Patterson finished 5th in the high jump at the 1997 NCAA Division I Outdoor Track and Field Championships, earning his first top-eight All-America selection.

Though his primary event was the high jump, Patterson also competed in combined track and field events including the indoor pentathlon and decathlon at Toledo.

Patterson continued competing after graduation, winning the 1999 USA Indoor Track and Field Championships with a 2.30 m mark. He was described as relatively unknown going into the championships as he upset favorite Charles Austin. He was runner-up at the 1999 USA Outdoor Track and Field Championships, qualifying him to represent the United States at the 1999 Pan American Games and at the 1999 World Championships in Athletics. At the Pan American Games, Patterson finished 8th in the finals (later revised to 7th after the winner Javier Sotomayor was disqualified). At the World Championships, Patterson was 13th in the 'B' qualification group with a 2.20 m mark and did not advance to the finals. He was also 8th in the high jump at the 1999 Bislett Games.

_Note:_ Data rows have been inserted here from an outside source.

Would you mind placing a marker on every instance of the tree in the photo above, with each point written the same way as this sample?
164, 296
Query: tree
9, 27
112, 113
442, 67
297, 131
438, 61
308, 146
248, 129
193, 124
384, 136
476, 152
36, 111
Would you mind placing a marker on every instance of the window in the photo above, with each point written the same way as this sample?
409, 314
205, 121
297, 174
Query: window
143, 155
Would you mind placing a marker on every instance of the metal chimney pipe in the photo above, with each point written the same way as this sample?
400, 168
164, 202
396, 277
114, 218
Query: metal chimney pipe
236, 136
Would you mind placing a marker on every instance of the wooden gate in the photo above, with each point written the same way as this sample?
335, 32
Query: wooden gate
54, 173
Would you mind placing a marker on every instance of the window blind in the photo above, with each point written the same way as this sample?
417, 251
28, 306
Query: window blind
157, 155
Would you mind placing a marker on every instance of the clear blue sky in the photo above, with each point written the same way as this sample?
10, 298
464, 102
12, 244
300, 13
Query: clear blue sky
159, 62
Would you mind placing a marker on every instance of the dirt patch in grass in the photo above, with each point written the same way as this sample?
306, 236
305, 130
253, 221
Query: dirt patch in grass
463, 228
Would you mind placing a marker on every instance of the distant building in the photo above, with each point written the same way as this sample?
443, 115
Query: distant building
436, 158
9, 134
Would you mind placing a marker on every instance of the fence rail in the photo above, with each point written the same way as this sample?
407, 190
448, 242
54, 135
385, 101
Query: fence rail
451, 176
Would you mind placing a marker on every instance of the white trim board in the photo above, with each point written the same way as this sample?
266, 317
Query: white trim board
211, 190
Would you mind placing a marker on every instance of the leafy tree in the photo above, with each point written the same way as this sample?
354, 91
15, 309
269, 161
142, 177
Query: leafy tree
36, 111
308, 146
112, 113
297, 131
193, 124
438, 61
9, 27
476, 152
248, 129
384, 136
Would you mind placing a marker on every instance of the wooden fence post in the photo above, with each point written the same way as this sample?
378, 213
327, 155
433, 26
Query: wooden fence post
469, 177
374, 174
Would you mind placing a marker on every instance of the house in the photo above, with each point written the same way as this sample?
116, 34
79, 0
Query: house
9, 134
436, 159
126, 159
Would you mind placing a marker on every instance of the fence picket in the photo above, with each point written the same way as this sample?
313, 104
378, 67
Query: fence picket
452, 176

In 2000, Patterson placed 6th at the 2000 USA Indoor Track and Field Championships and competed on the European circuit again, finishing 14th at the Golden Gala. He tied for 5th place at the 2000 United States Olympic trials and did not make the Olympic team.

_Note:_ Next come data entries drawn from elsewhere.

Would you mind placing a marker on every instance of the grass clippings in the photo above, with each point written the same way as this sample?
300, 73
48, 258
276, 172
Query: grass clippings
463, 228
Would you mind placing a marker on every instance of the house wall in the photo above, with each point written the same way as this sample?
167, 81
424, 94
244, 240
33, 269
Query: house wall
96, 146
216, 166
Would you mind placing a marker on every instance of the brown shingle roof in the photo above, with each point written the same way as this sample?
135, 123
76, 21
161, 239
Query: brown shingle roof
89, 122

Patterson was runner-up at the 2001 Millrose Games and took 6th and 3rd at the 2001 indoor and outdoor national championships respectively, but did not compete at that year's World Championships. He was 3rd at the 2002 Millrose competition and finished 4th at the 2002 USA Indoor Track and Field Championships in the high jump. He competed in the high jump at the 2002 Thorpe Cup but did not clear a height.

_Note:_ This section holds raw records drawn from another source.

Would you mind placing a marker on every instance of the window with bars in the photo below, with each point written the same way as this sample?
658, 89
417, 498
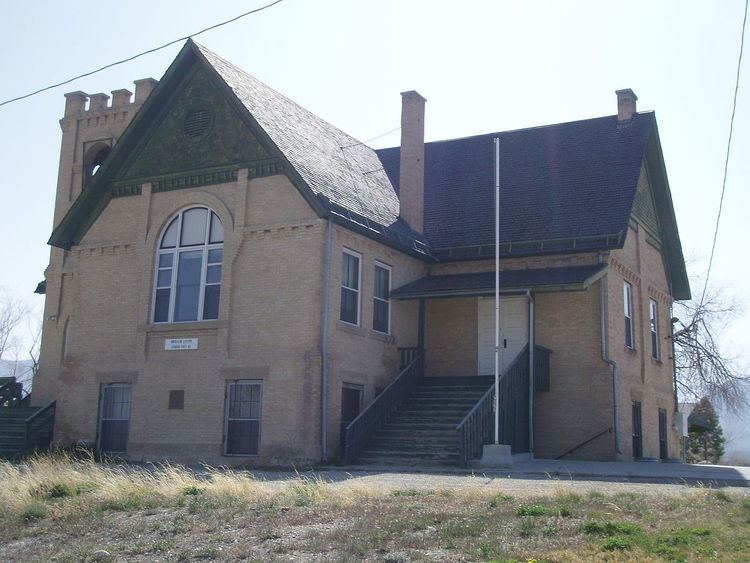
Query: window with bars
627, 298
653, 312
242, 417
114, 417
188, 268
637, 430
350, 286
381, 299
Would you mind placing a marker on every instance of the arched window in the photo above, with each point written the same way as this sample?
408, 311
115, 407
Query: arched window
188, 268
93, 161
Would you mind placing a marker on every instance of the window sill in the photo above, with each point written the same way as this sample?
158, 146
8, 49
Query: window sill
350, 328
183, 327
382, 336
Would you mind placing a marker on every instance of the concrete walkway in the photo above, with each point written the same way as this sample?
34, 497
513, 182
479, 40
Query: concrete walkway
721, 475
542, 469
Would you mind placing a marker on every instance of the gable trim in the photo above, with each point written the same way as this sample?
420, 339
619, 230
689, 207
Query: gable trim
91, 203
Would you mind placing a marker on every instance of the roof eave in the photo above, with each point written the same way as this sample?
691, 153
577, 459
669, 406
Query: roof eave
675, 260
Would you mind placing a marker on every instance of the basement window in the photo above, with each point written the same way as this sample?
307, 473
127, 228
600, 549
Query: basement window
628, 309
653, 311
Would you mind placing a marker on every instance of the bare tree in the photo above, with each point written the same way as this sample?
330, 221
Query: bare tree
704, 367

After failing to clear a height at the 2003 USA Outdoor Track and Field Championships, Patterson was runner-up at the 2004 USA Indoor Track and Field Championships. In his final Olympic qualification attempt, Patterson placed 5th again at the 2004 United States Olympic trials.

Patterson didn't clear a height at the 2005 USA Indoor Track and Field Championships but was 6th at the 2005 USA Outdoor Track and Field Championships. He competed at other meets in Ohio and Indiana through 2008.

Following his high jump career, Patterson became a long-distance runner, completing 30 marathon races.

==Personal life==
Patterson attended Lorain Admiral King High School in Lorain, Ohio. At the University of Toledo, he majored in political science. He continued post-graduate studies at Cleveland State University and Cleveland-Marshall College of Law.

In 2000, Patterson married high school classmate Debra Patterson. They have three children.

In December 2005, Patterson was named to the Toledo Rockets hall of fame. He was also named to the Lorain Sports Hall of Fame and Lorain County Track and Cross Country Hall of Fame.

Patterson later became an assistant professor of political science at Lorain County Community College and was a lawyer for Giardini, Cook & NIcol, LLC. He also became a coach at Lorain High School.